The study, which was funded by the National Cancer Institute as been the subject of considerable debate. It began in 2001, and enrolled more than 35,000 men over age 50 at 400 sites in the US, Puerto Rico and Canada. The objective was to assess whether the trace mineral, selenium, at a daily dose of 200 mcg alone or in combination with d-alpha tocopherol (vitamin E) in dose ranges of 400-660 IU.

In 2008, the NCI opted to stop the study after preliminary analysis showed no cancer-sparing benefit from either of the supplements compared with placebo, but a statistically significant 17% increase in risk of prostate cancer among the men taking the vitamin E. The men taking selenium alone also showed a slight increase in cancer risk, but the difference was not statistically significant.

Critics of the trial--and its cessation--held that by using d-alpha-tocopherol alone, SELECT unfairly vilifies "vitamin E" which in nature represents a composite of 8 different tocopherols and tocotrienols. For some, the initial data set also left open questions about the impact of selenium: was it truly contributing to a rise in cancer, or was this a statistical artifact.

A new analysis by Dr. Alan Kristal and colleagues at the Fred Hutchinson Cancer Research Center, Seattle, WA, indicates that--unfortunately--it's the former scenario.

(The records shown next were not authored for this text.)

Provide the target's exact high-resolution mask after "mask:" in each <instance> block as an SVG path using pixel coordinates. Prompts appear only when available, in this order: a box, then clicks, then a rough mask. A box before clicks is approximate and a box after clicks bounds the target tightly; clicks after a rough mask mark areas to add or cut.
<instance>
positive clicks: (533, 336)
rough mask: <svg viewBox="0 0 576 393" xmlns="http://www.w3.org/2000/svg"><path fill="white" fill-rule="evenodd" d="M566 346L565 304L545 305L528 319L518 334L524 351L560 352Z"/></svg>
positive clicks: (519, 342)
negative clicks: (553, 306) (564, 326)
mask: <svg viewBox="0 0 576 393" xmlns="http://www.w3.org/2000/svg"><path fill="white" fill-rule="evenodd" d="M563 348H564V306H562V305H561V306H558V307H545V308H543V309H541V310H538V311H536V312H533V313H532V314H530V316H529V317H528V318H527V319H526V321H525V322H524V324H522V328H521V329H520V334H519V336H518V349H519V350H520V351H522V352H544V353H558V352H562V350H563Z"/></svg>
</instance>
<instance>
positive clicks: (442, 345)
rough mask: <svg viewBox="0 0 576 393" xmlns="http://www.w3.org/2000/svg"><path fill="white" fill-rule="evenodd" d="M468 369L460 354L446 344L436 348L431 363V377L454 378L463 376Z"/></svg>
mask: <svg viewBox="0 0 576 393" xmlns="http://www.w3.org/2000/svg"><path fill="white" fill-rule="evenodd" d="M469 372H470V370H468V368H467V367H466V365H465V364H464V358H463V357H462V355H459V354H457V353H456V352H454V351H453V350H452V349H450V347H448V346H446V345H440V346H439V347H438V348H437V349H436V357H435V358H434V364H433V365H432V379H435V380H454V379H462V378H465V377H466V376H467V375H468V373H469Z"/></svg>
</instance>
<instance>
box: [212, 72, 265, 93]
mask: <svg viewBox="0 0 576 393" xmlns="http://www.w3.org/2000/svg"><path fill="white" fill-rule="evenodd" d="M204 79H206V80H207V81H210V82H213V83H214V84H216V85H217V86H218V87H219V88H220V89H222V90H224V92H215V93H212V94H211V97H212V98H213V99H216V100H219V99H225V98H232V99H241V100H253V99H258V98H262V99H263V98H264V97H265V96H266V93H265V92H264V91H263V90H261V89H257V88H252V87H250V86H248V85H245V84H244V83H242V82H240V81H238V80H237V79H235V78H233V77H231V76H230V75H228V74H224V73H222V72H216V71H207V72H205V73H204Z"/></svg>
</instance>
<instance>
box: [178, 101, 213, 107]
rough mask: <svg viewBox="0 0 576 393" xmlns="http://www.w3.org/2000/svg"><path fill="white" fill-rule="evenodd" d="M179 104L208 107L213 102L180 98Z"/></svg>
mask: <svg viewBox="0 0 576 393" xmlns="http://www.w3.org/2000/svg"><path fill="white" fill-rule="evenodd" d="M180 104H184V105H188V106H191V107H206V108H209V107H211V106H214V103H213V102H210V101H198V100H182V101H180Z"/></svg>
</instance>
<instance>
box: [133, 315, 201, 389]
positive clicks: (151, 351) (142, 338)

Dr. Kristal and his team looked at the impact of selenium supplementation stratified by baseline selenium levels. In other words, they were looking to see if men with the lowest baseline levels showed a decreased cancer risk after years of supplementation. This would corroborate the initial rationale for selenium supplementation based on earlier population-based studies indicating an association between seleniumd eficiency and higher prostate cancer risk.

The data showed no benefit in terms of reducing cancer risk in deficient men, and it actually increased the risk in men with the highest baseline selenium levels.

The researchers used toenail selenium content in clippings taken prior to starting the trial as the basic indicator of selenium levels. Selenium supplementation alone or in combination with vitamin E had no effect on prostate cancer rates in thise under the 60th percentile for baseline selenium, but provoked a 91% increased risk of high-grade prostate cancer in those in the highest baseline selinium quintile. The data were just published in the Journal of the National Cancer Institute.

Older men with high baseline selenium levels were particularly susceptible to the amplyfing effect of the supplementation.

The SELECT data also seem to put to rest the notion that low selenium is a risk factor for prostate cancer. Dr. Kristal's team found no difference in prostate cancer risk between men in the lowest versus highest quintiles.

Based on these findings, Dr. Kristal concludes that "Men should avoid selenium or vitamin E at doses that exxceed recommended dietary intakes."

The US Preventive Services Task Force is expected to make a final statement about the new SELECT findings shortly.